ALTER TYPE colors ADD 'orange';
Alternatively, if people are dead set on symmetry, what we should do
to simplify is drop *this* syntax, and just have the BEFORE and AFTER
variants.
FWIW, I think Andrew's originally proposed syntax is fine and useful,
and we should just go with it.
--
Robert Haas
EnterpriseDB: http://www.enterprisedb.com
The Enterprise Postgres Company
On Mon, August 23, 2010 3:20 pm, Heikki Linnakangas wrote:
On 23/08/10 22:06, Tom Lane wrote:
Thom Brown<thom@linux.com> writes:
On 23 August 2010 19:25, Joseph Adams<joeyadams3.14159@gmail.com>
wrote:But what if you want to insert an OID at the end?
ALTER TYPE colors ADD 'orange';
Alternatively, if people are dead set on symmetry, what we should do
to simplify is drop *this* syntax, and just have the BEFORE and AFTER
variants.Then you need to know the last existing value to add a new one to the
end.
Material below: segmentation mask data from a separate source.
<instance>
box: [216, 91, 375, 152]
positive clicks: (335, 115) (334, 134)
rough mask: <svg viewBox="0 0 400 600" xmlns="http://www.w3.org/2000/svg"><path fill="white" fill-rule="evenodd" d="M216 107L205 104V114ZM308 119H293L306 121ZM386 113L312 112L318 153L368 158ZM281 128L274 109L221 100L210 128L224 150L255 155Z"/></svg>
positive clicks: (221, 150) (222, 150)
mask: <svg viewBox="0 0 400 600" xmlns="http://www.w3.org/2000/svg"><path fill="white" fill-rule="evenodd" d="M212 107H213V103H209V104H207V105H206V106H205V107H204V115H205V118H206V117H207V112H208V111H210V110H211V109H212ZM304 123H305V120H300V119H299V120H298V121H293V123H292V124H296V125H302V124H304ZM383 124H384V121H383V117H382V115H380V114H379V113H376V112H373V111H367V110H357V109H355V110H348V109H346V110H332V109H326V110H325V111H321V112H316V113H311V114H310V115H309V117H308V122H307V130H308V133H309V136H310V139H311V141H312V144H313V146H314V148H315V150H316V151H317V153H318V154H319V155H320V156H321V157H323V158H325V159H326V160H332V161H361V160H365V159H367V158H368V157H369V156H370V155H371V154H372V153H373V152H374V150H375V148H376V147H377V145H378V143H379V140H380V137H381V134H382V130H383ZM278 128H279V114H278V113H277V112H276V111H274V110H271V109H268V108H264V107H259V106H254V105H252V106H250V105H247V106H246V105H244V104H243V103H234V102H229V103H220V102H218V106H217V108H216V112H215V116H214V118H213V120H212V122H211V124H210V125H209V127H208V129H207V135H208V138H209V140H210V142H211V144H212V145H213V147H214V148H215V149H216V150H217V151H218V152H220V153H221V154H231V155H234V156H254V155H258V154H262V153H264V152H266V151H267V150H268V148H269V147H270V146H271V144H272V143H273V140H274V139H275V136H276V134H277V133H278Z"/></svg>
Seems awkward.
I agree. This is a non-starter, I think. The most common case in my
experience is where the user doesn't care at all about the order, and just
wants to add a new label. We should make that as easy as possible,
especially since it's the most efficient.
cheers
andrew
On Aug 23, 2010, at 12:20 PM, Tom Lane wrote:
Josh Berkus <josh@agliodbs.com> writes:
I really don't see the value in making a command substantially less
intuitive in order to avoid a single keyword, unless it affects areas of
Postgres outside of this particular command.It's the three variants to do two things that I find unintuitive.
I strongly suspect that you are in the minority on this one.